- Everton West ward within Liverpool
- Population: 2,903 (2023 electorate)
- Metropolitan borough: City of Liverpool;
- Metropolitan county: Merseyside;
- Region: North West;
- Country: England
- Sovereign state: United Kingdom
- UK Parliament: Liverpool Riverside;
- Councillors: Jane Corbett (Labour);

= Everton West (Liverpool ward) =

Metropolitan borough council ward in England

Everton West ward is an electoral district of Liverpool City Council within the Liverpool Riverside constituency.

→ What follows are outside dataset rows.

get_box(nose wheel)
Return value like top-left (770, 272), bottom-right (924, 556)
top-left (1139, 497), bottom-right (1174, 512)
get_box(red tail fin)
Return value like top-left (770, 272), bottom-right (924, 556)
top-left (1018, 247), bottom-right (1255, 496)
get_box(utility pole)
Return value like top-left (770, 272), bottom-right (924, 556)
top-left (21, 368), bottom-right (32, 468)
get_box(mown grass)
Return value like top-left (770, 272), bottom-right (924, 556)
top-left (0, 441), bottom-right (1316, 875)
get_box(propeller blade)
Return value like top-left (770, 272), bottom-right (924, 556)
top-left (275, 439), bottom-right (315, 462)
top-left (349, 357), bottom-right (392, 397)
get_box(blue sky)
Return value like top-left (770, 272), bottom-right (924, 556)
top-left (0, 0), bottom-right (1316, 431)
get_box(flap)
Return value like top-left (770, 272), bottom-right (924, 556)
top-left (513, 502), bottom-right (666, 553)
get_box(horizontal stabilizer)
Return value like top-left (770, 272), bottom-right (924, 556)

The ward was created for the elections held on 4 May 2023 following a 2022 review by the Local Government Boundary Commission for England, which decided that the previous 30 wards each represented by three Councillors should be replaced by 64 wards represented by 85 councillors with varying representation by one, two or three councillors per ward. The Everton West ward was created as a single-member ward from the western half of the former Everton ward. The ward boundaries follow Scotland Road, the southern boundary of the Great Homer Street District Centre, Conway Street, Heyworth Street, Everton Road, Erskine Street, Islington and Hunter Street, excluding Liverpool John Moores University's City Campus. The ward includes the Merseyside Police headquarters, Everton Park and Liverpool Hope University's Creative Campus.

==Councillors==

| Election | Councillor |  |
|---|---|---|
| 2023 |  | Jane Corbett (Lab) |

 indicates seat up for re-election after boundary changes.

 indicates seat up for re-election.

 indicates change in affiliation.

 indicates seat up for re-election after casual vacancy.

==Election results==
===Elections of the 2020s===

4th May 2023
| Party |  | Candidate | Votes | % | ±% |
|  | Labour | Jane Corbett^{§} | 347 | 53.14 |  |
|  | Green | Kevin Robinson-Hale | 294 | 45.02 |  |
|  | Conservative | Miles David Anthony Waters | 12 | 1.84 |  |
| Majority |  |  | 53 | 8.12 |  |
| Turnout |  |  | 653 | 22.49 |  |
| Rejected ballots |  |  | 1 | 0.15 |  |
| Total ballots |  |  | 654 | 22.53 |
| Registered electors |  |  | 2,903 |  |  |
|  | Labour win (new seat) |  |  |  |  |

^{§}Jane Corbett was a re-standing councillor for the former Everton ward.